A remissão constante ao tema da viagem relaciona-se à procura do eu em permanente busca de si mesmo, ao refúgio, à evasão, e reporta às mais diversas formas de desdobramento do sujeito lírico sempre à procura de algo que preencha o vazio e dê sentido à sua grande inquietação: o sentido da existência ante a certeza da finitude. É essa agitação interior que parece impulsionar Meireles e Kolody na busca de uma linguagem essencial que traduza a instabilidade do eu e dê sentido à vida.

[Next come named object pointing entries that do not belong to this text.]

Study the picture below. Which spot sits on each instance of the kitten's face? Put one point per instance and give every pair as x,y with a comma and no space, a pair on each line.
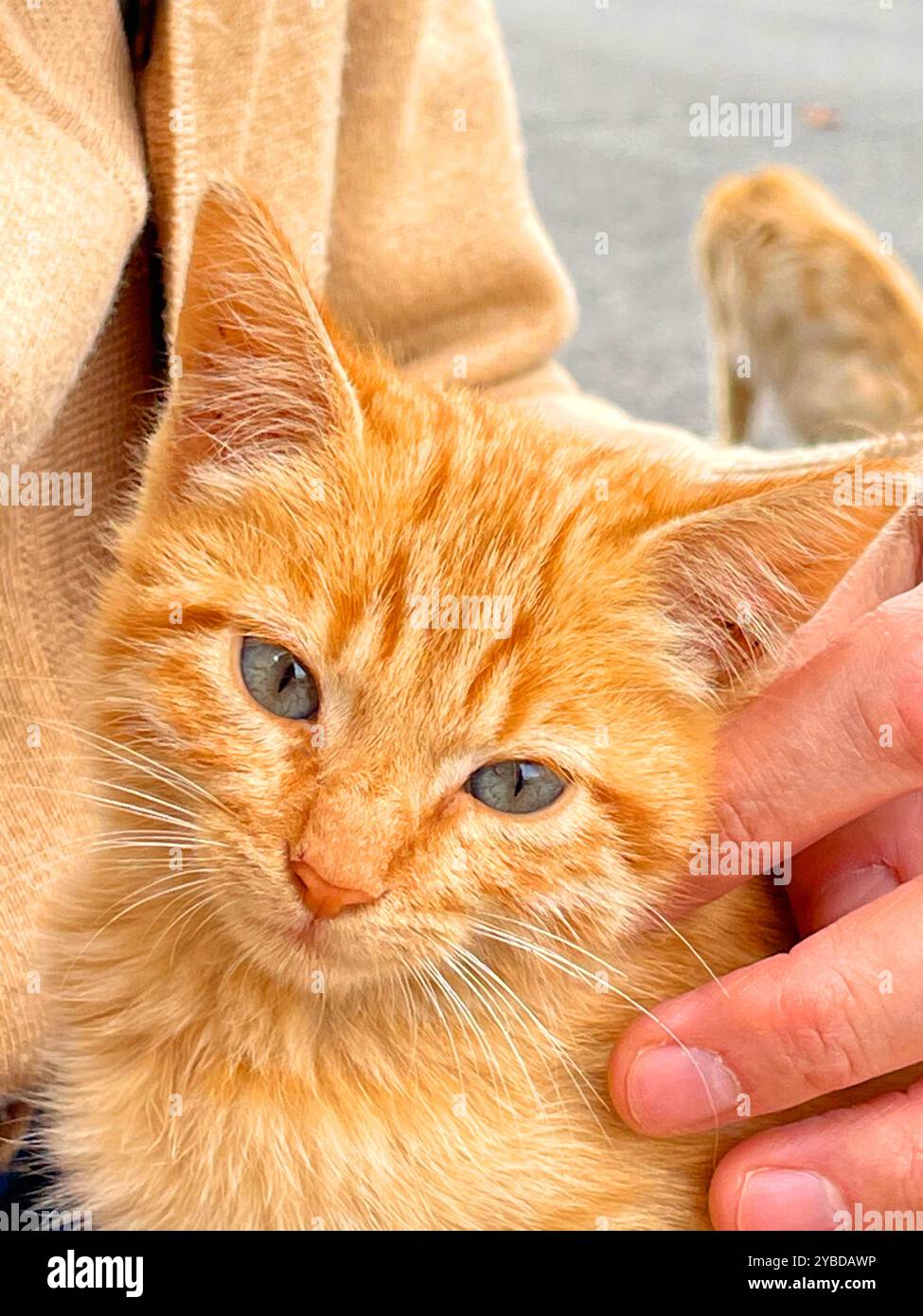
293,522
333,557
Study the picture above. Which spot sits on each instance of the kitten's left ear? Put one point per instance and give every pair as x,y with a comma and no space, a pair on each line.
745,557
255,364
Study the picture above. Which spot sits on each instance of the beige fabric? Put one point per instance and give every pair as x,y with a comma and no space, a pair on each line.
383,135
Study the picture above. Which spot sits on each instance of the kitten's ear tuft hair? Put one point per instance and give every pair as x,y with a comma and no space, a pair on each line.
756,554
255,367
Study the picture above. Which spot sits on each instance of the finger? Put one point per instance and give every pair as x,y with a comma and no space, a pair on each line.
825,744
892,565
838,1009
853,1169
858,863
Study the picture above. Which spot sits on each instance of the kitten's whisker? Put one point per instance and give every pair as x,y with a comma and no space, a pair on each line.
481,1038
676,932
140,795
498,985
105,803
467,978
420,974
594,979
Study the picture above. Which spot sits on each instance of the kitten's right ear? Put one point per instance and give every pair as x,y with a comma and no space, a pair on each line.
253,364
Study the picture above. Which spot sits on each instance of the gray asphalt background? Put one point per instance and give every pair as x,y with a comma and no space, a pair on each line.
605,97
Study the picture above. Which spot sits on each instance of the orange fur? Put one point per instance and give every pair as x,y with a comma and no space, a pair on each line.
413,1066
805,302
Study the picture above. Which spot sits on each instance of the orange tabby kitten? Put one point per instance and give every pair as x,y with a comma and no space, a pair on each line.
805,303
413,702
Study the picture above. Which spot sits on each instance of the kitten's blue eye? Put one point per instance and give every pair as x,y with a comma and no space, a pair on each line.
515,786
276,679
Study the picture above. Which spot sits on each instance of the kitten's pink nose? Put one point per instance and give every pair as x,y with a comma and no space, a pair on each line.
324,899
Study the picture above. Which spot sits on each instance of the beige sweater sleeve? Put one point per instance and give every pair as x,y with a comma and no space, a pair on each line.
384,138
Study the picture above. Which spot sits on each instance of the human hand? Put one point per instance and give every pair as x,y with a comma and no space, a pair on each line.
831,759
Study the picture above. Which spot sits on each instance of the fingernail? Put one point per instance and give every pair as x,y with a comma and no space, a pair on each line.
788,1199
669,1089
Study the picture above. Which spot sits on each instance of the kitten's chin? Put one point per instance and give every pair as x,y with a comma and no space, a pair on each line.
352,951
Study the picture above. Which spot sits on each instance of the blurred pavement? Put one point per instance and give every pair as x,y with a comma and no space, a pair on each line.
605,95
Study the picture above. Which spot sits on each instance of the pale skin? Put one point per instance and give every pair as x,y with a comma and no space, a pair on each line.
831,759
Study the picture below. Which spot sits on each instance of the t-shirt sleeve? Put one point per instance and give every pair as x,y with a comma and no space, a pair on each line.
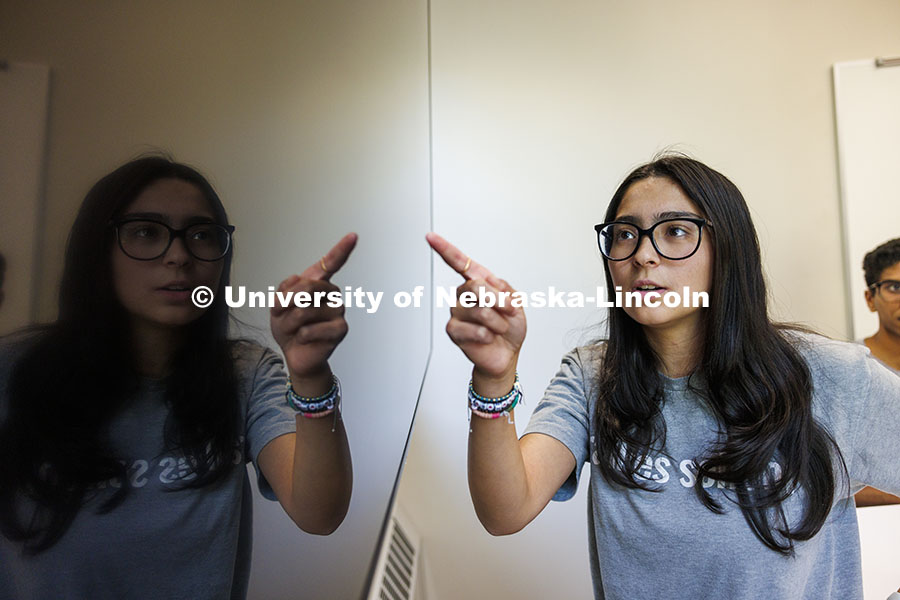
268,415
876,428
563,415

Nas obras de Cecília Meireles e Helena Kolody, o tema da viagem faz com que o sujeito poético se volte ao tempo passado e também se lance ao tempo futuro. Para Erico Verissimo, o ser humano viaja por dois motivos básicos: “para fugir ou para buscar. Os fugitivos cedo ou tarde descobrem que seus problemas são de natureza geográfica” (VERISSIMO, 1999: 145). Nesse sentido, a viagem não é só um processo de redescoberta, mas uma experiência que se realiza no plano pessoal e espacial, pois a travessia faz parte da vida.
À luz do que precede, pode-se dizer que Cecília Meireles e Helena Kolody realizam uma poesia que é, acima de tudo, busca de uma expressão adequada, concisa, memorável, cujo universo imaginário e poético são essenciais.


REFERÊNCIAS BIBLIOGRÁFICAS

KOLODY, Helena. Viagem no espelho. 5ª ed. Curitiba: Editora da UFPR, 1999.
BARBOSA, João Alexandre. As ilusões da modernidade. São Paulo: Perspectiva, 1986.
MEIRELES, Cecília. Flor de poema. Rio de Janeiro: Editora Nova Fronteira, 1983 (Coleção poiesis).
VERISSIMO, Erico. A liberdade de escrever: entrevista sobre literatura e política (Apresentação de Luis Fernando Veríssimo; organização de Maria da Glória Bordini). São Paulo: Globo, 1999.